Lu already had the van’s back door open. He jumped down into the snow and she followed close on his heels. They slogged through the drifts that covered the sidewalk and up to the porch of the house, Caxton surging forward to pound on the door.

“Open up,” she shouted. “Open up! Federal agents!”

It seemed to take forever for the building manager to come thumping through the house to answer the door. When he cracked it open Caxton lifted her lapel to show him her star.

“Jeez, what do you want?” the man asked. He was in his late fifties, about average height. Grizzly stubble coated the bottom half of his face, and his eyes were wet and red. Maybe he’d been sleeping. His breath was yeasty with beer. He looked from Caxton to Lu and back again.

“Federal agents,” Caxton repeated. “We need to come inside. Can you step back, sir?”

He was in his rights to demand to see a search warrant. Caxton wasn’t sure what she would do if he asked. After a moment, though, he lifted his shoulders and moved back so she and Lu could push inside the house. It was warm inside, almost stiflingly hot. The front hall was full of very old furniture—a sideboard, a cheval mirror, a sofa that might have been an antique if the upholstery wasn’t split and oozing stuffing.

“It’s that kid upstairs, right? Arkeley? He do something bad? I always kind of figured he would get in trouble,” the building manager whispered. “He’s the only one here, anyway. Comes in all hours of the night, never seems to sleep, and I seen some of the books he brings in here, scandalous stuff—”

“Which room is his?” Caxton asked, cutting him off.

“Top of the stairs, on the left.” The building manager raised his shoulders again, a kind of lazy shrug. “I’ll be down here, you need me.” He shambled back toward his own room, where the television was blaring something about lingerie models competing to see who could eat the most bloodworms.

Caxton was already hurrying up the stairwell.
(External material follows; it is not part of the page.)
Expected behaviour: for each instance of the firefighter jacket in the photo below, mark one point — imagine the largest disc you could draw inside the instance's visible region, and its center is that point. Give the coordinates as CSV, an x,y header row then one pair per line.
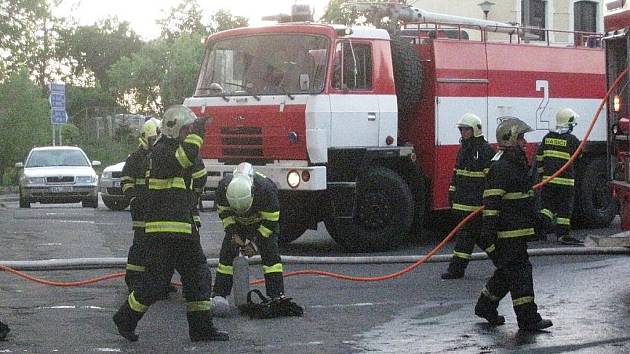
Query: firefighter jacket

The banister was slick under her hand but marred by countless deep scratches and places where the varnish had been scuffed down to bare wood, probably from countless generations of students moving in and out. At the top of the stairs she turned left and found the door she wanted. She rapped twice on it with her knuckles, then drew her weapon.

Behind her Lu’s eyes were wide, but he took out his own handgun.

Caxton rapped again. It sounded like a hollow-core door, the kind you could just kick your way through. When no answer came, she started to do just that.

“Whoa, whoa,” Lu said, grabbing her arm. She stared wildly into his face. “You can’t do that. It’s not kosher.”

She knew perfectly well what he meant. Unless she had a search warrant or evidence of a crime being committed inside, she couldn’t just bust the door down, not legally.

She didn’t have time to be legal. “The vampire is coming. Maybe tonight, maybe tomorrow, but soon. You want this kid to get killed by his own father? Have his throat torn out and his blood splattered everywhere?”

“No,” Lu confessed.

She lifted her foot again, but once more he grabbed her arm.

“I also don’t want to get put up against administrative review,” he told her. “Listen, I’ve only been on this job about a month. I was walking a beat in Tipp Hill before that, and I don’t want to go back. Young can be a real hard case when it comes to protocol.”

“Then maybe he doesn’t need to know,” Caxton said. “Maybe the door was open when we got here and we have no idea how the lock got broken. Or maybe we thought we heard someone shouting for help from inside, but in the end it turned out just to be the old man’s TV.”

Lu stared at her, goggle-eyed.

“There’s nobody here to say whether it happened like that or not,” she said, “except you and me.” Then she kicked open the door. It flew open effortlessly, the lock’s bolt clacking in its receptacle.

“Aw, hell,” Lu breathed. “You’re nuts, lady!”

“I’m desperate,” Caxton said, and stepped inside the room.